For a genetically modified organism to be approved for release, it must be assessed under the Plant Protection Act by the Animal and Plant Health Inspection Service (APHIS) agency within the US Department of Agriculture (USDA) and may also be assessed by the Food and Drug Administration (FDA) and the Environmental Protection Agency (EPA), depending on the intended use of the organism. The USDA evaluates the plant's potential to become a weed. The FDA has a voluntary consultation process with the developers of genetically engineered plants. The Federal Food, Drug, and Cosmetic Act, which outlines FDA's responsibilities, does not require pre-market clearance of food, including genetically modified food plants. The EPA regulates genetically modified plants with pesticide properties, as well as agrochemical residues. Most genetically modified plants are reviewed by at least two of the agencies, with many subject to all three. Within the organization are departments that regulate different areas of GM food including, the Center for Food Safety and Applied Nutrition (CFSAN, ) and the Center for Biologics Evaluation and Research (CBER). As of 2008, all developers of genetically modified crops in the US had made use of the voluntary process.
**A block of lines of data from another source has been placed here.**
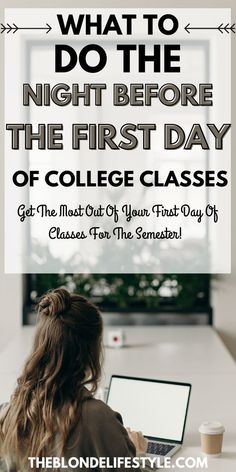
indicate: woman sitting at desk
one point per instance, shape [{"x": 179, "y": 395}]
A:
[{"x": 52, "y": 413}]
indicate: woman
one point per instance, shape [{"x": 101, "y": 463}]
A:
[{"x": 52, "y": 413}]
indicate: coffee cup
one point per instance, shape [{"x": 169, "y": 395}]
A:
[{"x": 211, "y": 438}]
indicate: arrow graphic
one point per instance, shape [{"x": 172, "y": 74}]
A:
[
  {"x": 221, "y": 28},
  {"x": 13, "y": 29}
]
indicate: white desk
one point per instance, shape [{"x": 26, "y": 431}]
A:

Final approval can still be denied by individual counties within each state. In 2004, Mendocino County, California became the first county to impose a ban on the "Propagation, Cultivation, Raising, and Growing of Genetically Modified Organisms", the measure passing with a 57% majority. In May, 2014 Jackson and Josephine Counties in Southern Oregon passed initiatives similar to that passed by Mendocino County; both passing by 2 to 1 margins.

Several laws govern the US regulatory agencies. These laws are statutes the agencies review when determining the safety of a particular GM food. These laws include:

- The Federal Insecticide, Fungicide, and Rodenticide Act (FIFRA) (EPA);
- The Toxic Substances Control Act (TSCA) (EPA);
- The Federal Food, Drug, and Cosmetic Act (FFDCA) (FDA and EPA);
- The Plant Protection Act (PPA) (USDA);
- The Virus-Serum-Toxin Act (VSTA) (USDA);
- The Public Health Service Act (PHSA)(FDA);
- The Dietary Supplement Health and Education Act (DSHEA) (FDA)
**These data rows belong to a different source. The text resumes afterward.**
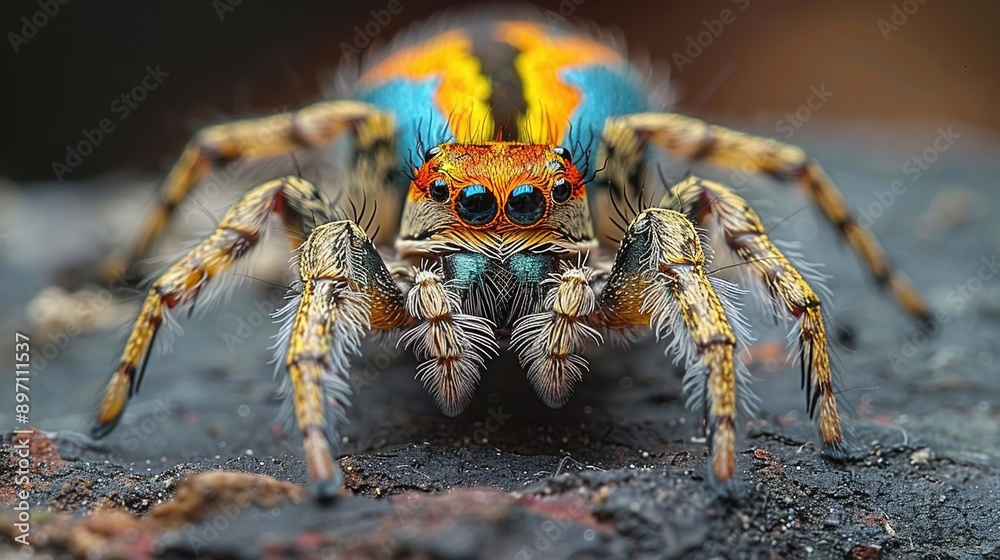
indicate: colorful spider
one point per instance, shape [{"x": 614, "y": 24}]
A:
[{"x": 502, "y": 155}]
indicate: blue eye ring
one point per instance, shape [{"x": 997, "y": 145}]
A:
[
  {"x": 525, "y": 205},
  {"x": 439, "y": 190},
  {"x": 561, "y": 190},
  {"x": 476, "y": 205}
]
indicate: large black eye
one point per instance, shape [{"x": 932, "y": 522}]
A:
[
  {"x": 439, "y": 190},
  {"x": 561, "y": 190},
  {"x": 525, "y": 205},
  {"x": 476, "y": 205}
]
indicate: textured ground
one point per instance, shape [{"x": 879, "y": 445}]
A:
[{"x": 617, "y": 473}]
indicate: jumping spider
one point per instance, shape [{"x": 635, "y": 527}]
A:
[{"x": 511, "y": 219}]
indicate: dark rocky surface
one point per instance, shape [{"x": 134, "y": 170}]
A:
[{"x": 616, "y": 473}]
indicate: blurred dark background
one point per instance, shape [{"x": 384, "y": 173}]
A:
[{"x": 237, "y": 57}]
- The Meat Inspection Act (MIA)(USDA);
- The Poultry Products Inspection Act (PPIA) (USDA);
- The Egg Products Inspection Act (EPIA) (USDA); and
- The National Environmental Policy Act (NEPA).

===State regulation===
Several states have passed regulations concerning labelling of GM food; Connecticut passed a GMO labeling bill in May 2013, but the bill will only be triggered after four other states enact similar legislation. On January 9, 2014, Maine’s governor signed a bill requiring labeling for foods made with GMO's, with a similar triggering mechanism as Connecticut's bill. In May 2014 Vermont passed a law requiring labeling of food containing ingredients derived from genetically modified organisms. A federal judge ruled Maui's GMO ban invalid.